Evaluating GDPR readiness
How we helped an employee engagement platform provider evaluate data privacy for all their customers
At a Glance:
When the provider of a popular employee engagement platform learned about the EU’s General Data Protection Regulation (GDPR), they recognized an opportunity to provide a higher level of data privacy and protection to all their customers. That’s why they contacted us.
Customer Challenge
While the company works primarily with U.S.-based organizations, several of their customers employ residents of the European Union, which makes them subject to the GDPR. Since our client handles the personal data of these employees — including names, job titles, email addresses, and phone numbers — they are subject to the regulation as well.
In preparing for the GDPR, the company’s leadership saw an opportunity to elevate their value offering by enhancing data privacy and protection for all customers — not just those who employ EU residents. First they needed a partner with expertise in both the GDPR and master data management who could help them turn this vision into a reality.
Why They Chose Us
The company learned of us through a recommendation from their legal counsel, who was familiar with our GDPR work for other clients. In the initial meeting, we helped the leadership team to better understand the regulation and discussed how it could apply to their organization. They recognized that we offered not only deep expertise in how the GDPR works, but also hands-on experience in helping other firms improve their data privacy and protection to conform with the regulation’s high standards.
Our Approach
We worked with the leadership team to review several areas of the organization and conduct gap analyses with respect to the GDPR’s requirements.
Data Map and Process Flow: We developed a map of their system architecture and captured data process flows to gain a thorough understanding of how the company handles personal data.

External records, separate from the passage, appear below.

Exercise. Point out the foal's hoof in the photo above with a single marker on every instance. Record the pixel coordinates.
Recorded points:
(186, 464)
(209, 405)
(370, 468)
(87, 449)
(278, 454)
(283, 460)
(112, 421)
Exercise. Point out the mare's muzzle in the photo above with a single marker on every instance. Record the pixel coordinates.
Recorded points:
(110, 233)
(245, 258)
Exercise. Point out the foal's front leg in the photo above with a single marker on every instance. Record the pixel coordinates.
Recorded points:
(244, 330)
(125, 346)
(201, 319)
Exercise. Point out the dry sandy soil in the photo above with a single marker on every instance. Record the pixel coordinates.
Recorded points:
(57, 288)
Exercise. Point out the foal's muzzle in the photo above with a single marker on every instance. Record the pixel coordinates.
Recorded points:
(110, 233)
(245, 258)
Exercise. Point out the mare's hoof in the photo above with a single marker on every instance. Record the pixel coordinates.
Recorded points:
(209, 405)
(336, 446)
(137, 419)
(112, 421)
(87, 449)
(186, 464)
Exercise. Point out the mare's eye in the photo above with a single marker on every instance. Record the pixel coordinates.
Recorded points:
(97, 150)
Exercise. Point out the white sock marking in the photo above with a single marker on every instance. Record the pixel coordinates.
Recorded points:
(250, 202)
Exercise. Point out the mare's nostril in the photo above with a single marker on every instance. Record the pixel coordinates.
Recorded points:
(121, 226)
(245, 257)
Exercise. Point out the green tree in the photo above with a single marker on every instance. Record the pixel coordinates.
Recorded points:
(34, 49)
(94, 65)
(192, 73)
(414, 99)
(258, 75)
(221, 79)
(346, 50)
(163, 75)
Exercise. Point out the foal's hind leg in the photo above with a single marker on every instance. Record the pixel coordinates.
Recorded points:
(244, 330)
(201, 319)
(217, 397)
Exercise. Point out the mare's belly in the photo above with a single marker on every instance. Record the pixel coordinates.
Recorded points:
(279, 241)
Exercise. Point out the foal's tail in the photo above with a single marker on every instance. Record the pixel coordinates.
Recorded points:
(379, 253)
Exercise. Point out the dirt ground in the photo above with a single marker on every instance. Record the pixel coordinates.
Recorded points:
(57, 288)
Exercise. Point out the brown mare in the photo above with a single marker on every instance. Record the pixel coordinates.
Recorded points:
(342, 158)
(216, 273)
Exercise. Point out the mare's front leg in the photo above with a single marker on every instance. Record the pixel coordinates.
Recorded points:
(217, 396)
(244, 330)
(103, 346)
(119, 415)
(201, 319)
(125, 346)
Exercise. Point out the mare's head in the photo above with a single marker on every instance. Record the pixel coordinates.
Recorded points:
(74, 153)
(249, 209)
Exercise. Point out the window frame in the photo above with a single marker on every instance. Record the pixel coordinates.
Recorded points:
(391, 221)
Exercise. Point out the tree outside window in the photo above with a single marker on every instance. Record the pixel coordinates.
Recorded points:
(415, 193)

Policies: We reviewed their policies, including their privacy policy and terms/conditions, to identify compliance gaps and provide recommendations for remediation.
Processes and Procedures: We also conducted an inventory of their data processing activities and reviewed them in light of the GDPR’s requirements. Among our recommendations were new procedures for responding to data subject requests (for erasure, for portability, etc.) and for deleting data that the company no longer has a legitimate reason to retain.
Contracts: In reviewing our client’s contracts with third-party providers, we made recommendations for updating clauses that concern the handling of personal data.
Reporting and Documentation: We helped our client develop a record of processing activities (ROPA), as the GDPR requires. We also showed them how to conduct a data protection impact assessment (DPIA). Although the company currently has no processes covered under this requirement, they may need to conduct DPIAs for future activities.
Education: Both the client and we feel that employees should understand the basics of the GDPR and their role in supporting the compliance effort. Everyone should know what changes may be impacted by the GDPR and whom to go for guidance as the business continues to evolve — new processes, new reports, new vendors, etc. With this goal in mind, we conducted a training session for the entire organization to give them an overview of GDPR requirements as well as best practices in data privacy.
Governance: We worked with our client to recommend governance programs that help them maintain compliance as their business evolves.
Value and Benefits: "The Wins"
When we completed the project, the leadership team had a firm grasp on how the GDPR affects their organization and a strategy for addressing their compliance gaps. They can now demonstrate to customers with EU employees how their data processing activities align with the GDPR’s requirements. As the company moves forward with plans for expansion, they can also assure future customers that they handle employees’ personal data in accordance with one of the world’s most stringent data protection regulations.